Almost 1 in 4 Americans are eating less meat than in the past, with women, democrats, nonwhites and those living in cities leading the change, according to a new Gallup poll

At the same time, most Americans — 72 percent — are still eating about the same amount of meat.

The study was conducted from Sept. 16 to 30 via telephone calls with U.S. adults. 

An increase in meat intake is rarer among respondents, with only 5 percent of the population surveyed saying they are eating more meat this year than in previous years.

Spearheading the national decrease in meat consumption are women, who make up 31 percent of respondents who are eating 23 percent less meat. 

Parallel to this is the reported 65 percent of women who have been eating about the same amount of meat in the past 12 months. Men outpace women in this category: 79 percent report their meat consumption is unchanged. This implies that more women are changing their meat consumption, and mostly eating less of it.
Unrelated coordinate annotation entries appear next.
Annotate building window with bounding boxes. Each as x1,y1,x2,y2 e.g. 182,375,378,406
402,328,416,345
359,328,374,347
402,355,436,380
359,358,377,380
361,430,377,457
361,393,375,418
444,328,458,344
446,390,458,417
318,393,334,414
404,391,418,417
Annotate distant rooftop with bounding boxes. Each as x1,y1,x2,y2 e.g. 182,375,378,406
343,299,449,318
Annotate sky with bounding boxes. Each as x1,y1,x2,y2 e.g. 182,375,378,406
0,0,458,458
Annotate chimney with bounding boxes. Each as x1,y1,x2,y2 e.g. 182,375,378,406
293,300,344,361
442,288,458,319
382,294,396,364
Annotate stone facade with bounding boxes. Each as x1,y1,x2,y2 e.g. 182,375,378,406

Considering politics, Democrats lead the decrease in meat consumption, which generally aligns with the party’s broad sustainability initiatives. Conversely, Republicans have consumed about 12 percent less meat. An 81 percent majority of Republican respondents say their consumption is unchanged.

Additionally, Republicans report increasing their meat intake by 6 percent, one percentage point up by the higher average. 

City residents tie with suburban residents for the demographic eating less meat, both groups boasting a 24 percent decline. This is likely due to increased options, whereas rural/town residents only decrease their consumption by 19 percent. 

Racially, nonwhite people outpace white people in decreasing their meat consumption, at a 31 percent decrease against a 19 percent decrease, respectively. 

Gallup reports that the leading motive to reduce meat consumption is for health reasons. Approximately 9 out of 10 respondents say health is a major or minor reason for scaling back meat intake, at 70 percent and 20 percent respectively. 

After health, environmental concerns come in as the second largest reason for reducing meat consumption, with 7 in 10 eating less meat to reduce their carbon footprint. This tracks with previous data that says voters, especially younger ones, are increasingly concerned with climate change as they head to the polls. 

Following health and environmental concerns, food safety, animal welfare and peer influence are the next most popular reasons for eating less meat. 

The poll’s authors point out that a small population identify as vegetarian or vegan, and a 97 percent majority of respondents say they do eat meat at least “rarely”, with approximately 66 percent eating it frequently. 

The researchers’ conclusion? “Meat is here to stay.”